A decade ago Latin American trade with China took off in response to booming Chinese demand for South American commodities. In order to feed Chinese industry and consumers, Chilean copper, Brazilian iron ore, Argentine soy beans, and Venezuelan oil all began flowing to China in increasingly high amounts and at increasingly high prices. China’s diplomats praised this take-off in trade as a prime example of China’s win-win, South-South engagement with the developing world. Despite some anxiety about a repeat of historical commodity boom and bust cycles, most government and business leaders in commodity-rich South American countries chose to ride the Chinese commodity “supercycle” for as long as possible. But with a slowing Chinese economy and new supplies hitting global markets, the commodity boom has come to an end with prices of iron ore, copper, soy, and most dramatically oil, dropping to their lowest levels since the financial crisis. In the near term, the end of the boom and the drop in commodity prices will largely benefit China while inflicting pain across swaths of Latin America, but it may also offer an opportunity to put Latin America-China relations on a more sustainable path for the long term.
The one country that most starkly represents the urgent need for a transformed Latin American commodity relationship with China is Venezuela. For their respective economies, the dramatic fall in global oil prices is a disaster for export-dependent Venezuela and a windfall for import-dependent China. But over the last 15 years the two countries have established a special oil-based relationship in which China has provided tens of billions of dollars in loans in return for long-term oil supplies. By establishing itself as Venezuela’s most important source of external financing, China now finds itself in the uncomfortable position where Venezuela’s deepening problems are also its own. With the price of oil falling by the day, Nicolas Maduro has just arrived in Beijing amidst rumors of a new multi-billion dollar round of Chinese loans-for-oil financing. For both China and Venezuela, such a deal would simply deepen the two countries’ already dysfunctional petroleum partnership with little prospect of helping resolve any of the fundamental problems in Venezuela’s economic and political system.
For other Latin American economies, especially in the Southern Cone and in the Andes, that have also become more dependent on commodity exports to China, declining commodity prices present less of an existential threat than in Venezuela. Yet the same general dynamic will be at work: firms and governments in commodity-exporting countries will be forced to tighten their belts while Chinese firms will benefit. The end of the commodity boom may therefore bring heightened criticism of China from both business and political leaders in some of these commodity-rich South American countries while at the same time Chinese diplomats will be hard-pressed to continue to promote the benefits of South-South commercial ties. But such difficulties and challenges may also present an opening for seriously tackling a “beyond complementarity” agenda for Latin America-China ties that was first voiced by Dilma Rousseff when she came to office in 2011.
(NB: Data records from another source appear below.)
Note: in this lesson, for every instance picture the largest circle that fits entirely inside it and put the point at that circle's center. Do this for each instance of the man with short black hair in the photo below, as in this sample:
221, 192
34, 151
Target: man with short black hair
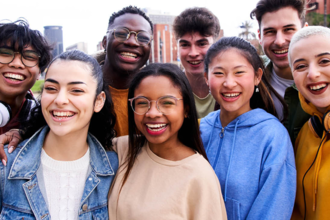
278, 21
197, 29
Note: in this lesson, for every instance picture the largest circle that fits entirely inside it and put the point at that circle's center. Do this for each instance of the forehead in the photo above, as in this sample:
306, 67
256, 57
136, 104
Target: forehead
310, 46
133, 22
194, 37
69, 70
280, 18
231, 57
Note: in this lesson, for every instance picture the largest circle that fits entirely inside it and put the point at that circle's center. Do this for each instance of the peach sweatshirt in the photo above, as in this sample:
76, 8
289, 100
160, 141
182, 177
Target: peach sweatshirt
162, 189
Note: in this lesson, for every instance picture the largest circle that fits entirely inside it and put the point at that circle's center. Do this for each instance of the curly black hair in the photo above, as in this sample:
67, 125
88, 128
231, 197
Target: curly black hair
101, 124
18, 35
132, 10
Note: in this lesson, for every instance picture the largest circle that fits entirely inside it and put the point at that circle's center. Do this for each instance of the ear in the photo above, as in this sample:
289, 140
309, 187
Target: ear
99, 102
258, 77
104, 42
259, 36
206, 79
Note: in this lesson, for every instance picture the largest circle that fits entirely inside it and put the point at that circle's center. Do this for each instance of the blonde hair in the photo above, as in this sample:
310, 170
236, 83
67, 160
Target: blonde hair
305, 33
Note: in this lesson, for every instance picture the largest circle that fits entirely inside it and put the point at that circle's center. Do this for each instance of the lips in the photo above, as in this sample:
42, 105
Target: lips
195, 62
14, 76
283, 51
62, 115
129, 55
156, 127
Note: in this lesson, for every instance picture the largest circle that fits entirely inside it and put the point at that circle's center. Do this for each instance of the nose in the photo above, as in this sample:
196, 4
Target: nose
153, 112
132, 40
280, 39
313, 72
193, 51
229, 82
17, 61
61, 98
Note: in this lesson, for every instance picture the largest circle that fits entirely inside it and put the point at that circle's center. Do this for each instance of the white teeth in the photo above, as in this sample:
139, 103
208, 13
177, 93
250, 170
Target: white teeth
280, 51
14, 76
230, 94
62, 114
318, 87
195, 62
156, 127
128, 54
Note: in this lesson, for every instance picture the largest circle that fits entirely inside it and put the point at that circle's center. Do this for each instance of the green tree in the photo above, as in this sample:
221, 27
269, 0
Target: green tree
247, 34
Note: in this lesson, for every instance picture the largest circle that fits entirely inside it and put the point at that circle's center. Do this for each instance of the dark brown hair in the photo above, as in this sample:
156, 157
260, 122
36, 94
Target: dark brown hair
262, 99
265, 6
199, 20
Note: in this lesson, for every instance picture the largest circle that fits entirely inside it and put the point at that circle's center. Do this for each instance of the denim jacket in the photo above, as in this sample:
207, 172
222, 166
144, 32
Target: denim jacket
20, 193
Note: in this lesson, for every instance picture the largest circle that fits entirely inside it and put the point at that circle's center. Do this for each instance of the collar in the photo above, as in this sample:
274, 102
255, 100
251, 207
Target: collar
27, 161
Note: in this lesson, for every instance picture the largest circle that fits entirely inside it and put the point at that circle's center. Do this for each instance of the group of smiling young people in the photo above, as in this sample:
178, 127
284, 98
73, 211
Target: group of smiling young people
111, 138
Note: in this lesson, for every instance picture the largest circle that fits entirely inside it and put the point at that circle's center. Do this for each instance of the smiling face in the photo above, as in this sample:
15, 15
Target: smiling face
310, 61
129, 55
15, 78
68, 99
193, 48
155, 126
276, 31
232, 79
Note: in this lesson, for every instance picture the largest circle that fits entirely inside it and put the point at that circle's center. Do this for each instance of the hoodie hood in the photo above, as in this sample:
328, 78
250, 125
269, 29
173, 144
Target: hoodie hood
248, 119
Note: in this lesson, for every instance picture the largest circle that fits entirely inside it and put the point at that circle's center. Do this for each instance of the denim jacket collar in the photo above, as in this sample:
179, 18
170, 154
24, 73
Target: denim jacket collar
27, 161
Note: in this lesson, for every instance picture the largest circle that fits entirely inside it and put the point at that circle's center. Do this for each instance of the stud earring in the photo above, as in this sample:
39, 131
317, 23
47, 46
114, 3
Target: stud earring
257, 88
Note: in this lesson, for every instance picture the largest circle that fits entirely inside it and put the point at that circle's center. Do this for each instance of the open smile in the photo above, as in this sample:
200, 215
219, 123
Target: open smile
317, 88
156, 129
14, 76
62, 115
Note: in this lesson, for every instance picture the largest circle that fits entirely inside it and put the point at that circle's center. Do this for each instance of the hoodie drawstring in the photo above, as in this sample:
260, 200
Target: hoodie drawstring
230, 157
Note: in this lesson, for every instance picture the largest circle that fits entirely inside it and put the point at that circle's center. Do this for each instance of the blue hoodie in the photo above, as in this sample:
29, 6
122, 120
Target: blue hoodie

Indeed, this week’s CELAC-China Forum meetings in Beijing may be just the place to begin to tackle the question of how Latin America-China relations should develop in the wake of the commodity boom. Indeed, the boom has not completely turned to bust and commodity ties will certainly continue to form the bedrock of the commercial relationship. Yet the way that some Latin American commodity exporters have become dependent on the ups and downs of Chinese demand, not to mention the pressures of competition from Chinese manufactured imports, has revived long-standing anxieties and debates about development policies and models across the region. Again, Venezuela represents an extreme case of commodity dependence. The CELAC-China Forum may be as good a place as any for China and Venezuela’s neighbors to discuss how to support Venezuela on a less self-destructive path. Whether it wants to be or not, China is now in the unenviable position of being Venezuela’s primary source of external finance and it should be in China’s interest to help avert a complete chaotic breakdown there.
For the rest of Latin America, moving beyond complementarity will not be easy and the burden will largely be on the region’s businesses and government leaders to better understand and adjust to important changes taking place in China’s own development model. But those changes will open up opportunities for possible new forms of cooperation. On the economic front, as China seeks to create a more sustainable, consumer-led development path this should provide openings for creative Latin American firms to provide goods and services, beyond simple raw materials, to China’s burgeoning urban middle class. At the same time, China’s concerns about avoiding a “middle income trap” should create openings for dialogue with their Latin American counterparts to discuss common development challenges such as how middle-income countries can foster public-private partnerships for education and pension systems and deal with common concerns about corruption and environmental sustainability. If both sides can seize such opportunities then the end of the commodity boom may usher in a second decade of Latin America-China relations built on more solid foundations than the first.